Commenting to Endovascular Today, several London-based vascular surgeons expressed their impressions of the NICE guideline and the lessons learned as it was developed and debated.

"I am generally relieved with the final guidance issued by NICE in that it comes much closer to allowing clinicians to select the best option for patients on an individual basis," said Tara M. Mastracci, MD, Clinical Lead, Complex Aortic Surgery, The Royal Free London NHS Foundation Trust, in London, United Kingdom. "The guidance takes into account patient factors but also real-world challenges that cannot be ignored."

Dr. Mastracci has been steadfast in her opinion that the 2018 draft guidance, if made permanent, would have been dangerous for patients due to the limits placed on patient-specific operator decision-making.

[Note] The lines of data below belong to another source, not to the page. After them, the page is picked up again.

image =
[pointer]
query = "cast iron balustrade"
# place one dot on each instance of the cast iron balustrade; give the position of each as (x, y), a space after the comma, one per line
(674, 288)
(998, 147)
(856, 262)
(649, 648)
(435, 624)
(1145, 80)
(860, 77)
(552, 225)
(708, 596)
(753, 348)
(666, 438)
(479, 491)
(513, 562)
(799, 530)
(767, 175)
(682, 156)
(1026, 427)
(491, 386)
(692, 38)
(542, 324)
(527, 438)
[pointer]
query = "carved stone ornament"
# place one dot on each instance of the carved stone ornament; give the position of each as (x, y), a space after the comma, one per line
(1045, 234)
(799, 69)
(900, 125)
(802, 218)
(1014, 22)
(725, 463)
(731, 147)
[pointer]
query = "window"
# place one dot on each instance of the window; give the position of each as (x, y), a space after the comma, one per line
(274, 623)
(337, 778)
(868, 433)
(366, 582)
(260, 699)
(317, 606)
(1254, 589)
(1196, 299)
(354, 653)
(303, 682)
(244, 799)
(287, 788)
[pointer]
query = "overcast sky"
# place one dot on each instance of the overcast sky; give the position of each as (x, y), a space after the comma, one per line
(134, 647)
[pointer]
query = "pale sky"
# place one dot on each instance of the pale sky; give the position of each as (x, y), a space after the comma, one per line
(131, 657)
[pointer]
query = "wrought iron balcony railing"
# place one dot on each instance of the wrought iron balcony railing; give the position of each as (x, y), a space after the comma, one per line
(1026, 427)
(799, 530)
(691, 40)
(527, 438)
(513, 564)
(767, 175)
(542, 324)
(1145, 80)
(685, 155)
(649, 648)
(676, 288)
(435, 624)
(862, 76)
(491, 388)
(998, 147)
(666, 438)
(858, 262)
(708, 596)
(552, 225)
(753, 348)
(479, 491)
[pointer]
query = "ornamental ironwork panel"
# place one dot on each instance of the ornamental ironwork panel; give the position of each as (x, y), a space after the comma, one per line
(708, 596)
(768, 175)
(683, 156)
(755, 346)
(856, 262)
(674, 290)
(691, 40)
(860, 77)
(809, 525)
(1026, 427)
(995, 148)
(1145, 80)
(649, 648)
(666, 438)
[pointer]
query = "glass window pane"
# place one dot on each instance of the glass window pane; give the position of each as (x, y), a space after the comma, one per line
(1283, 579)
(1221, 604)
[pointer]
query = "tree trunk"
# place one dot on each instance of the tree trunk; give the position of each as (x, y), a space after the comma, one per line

However, she also believes that the process of formally addressing the draft guidance was perhaps a necessary look in the mirror for EVAR and its proponents. "Although we don't believe such critical guidance can be based solely on trials conducted using early-generation devices and historic decision-making, imaging technologies and follow-up protocols, we have been given a new imperative to address the shortfalls of more modern data sets, particularly those related to true long-term follow-up and outcomes," she said. "We are glad to continue to have the ability to offer EVAR as well as open repair, and we are committed to data-driven scrutiny of the remaining unanswered questions when it comes to anatomic suitability, cost-effectiveness, and long-term durability. This process has helped us understand the challenges of producing high-quality clinical research in a field where the pace of technological advancement is often greater than our ability to scrutinize it. We need to continue to prioritizing the routine and thorough auditing of outcomes, so we can evolve practices that put patient safety first.”

"I think there has been a reasonable compromise to account for patient and clinician choice and an acceptance that endovascular aneurysm repair will continue to have a role in vascular practice," added Ian Loftus, Professor of Vascular Surgery at St. George's Vascular Institute in London in comments to Endovascular Today. "Clearly this has been a wakeup call though. We need to see more responsible use of technology, better adherence to [instructions for use], robust reporting of complications and reinterventions, and better data on long-term outcomes."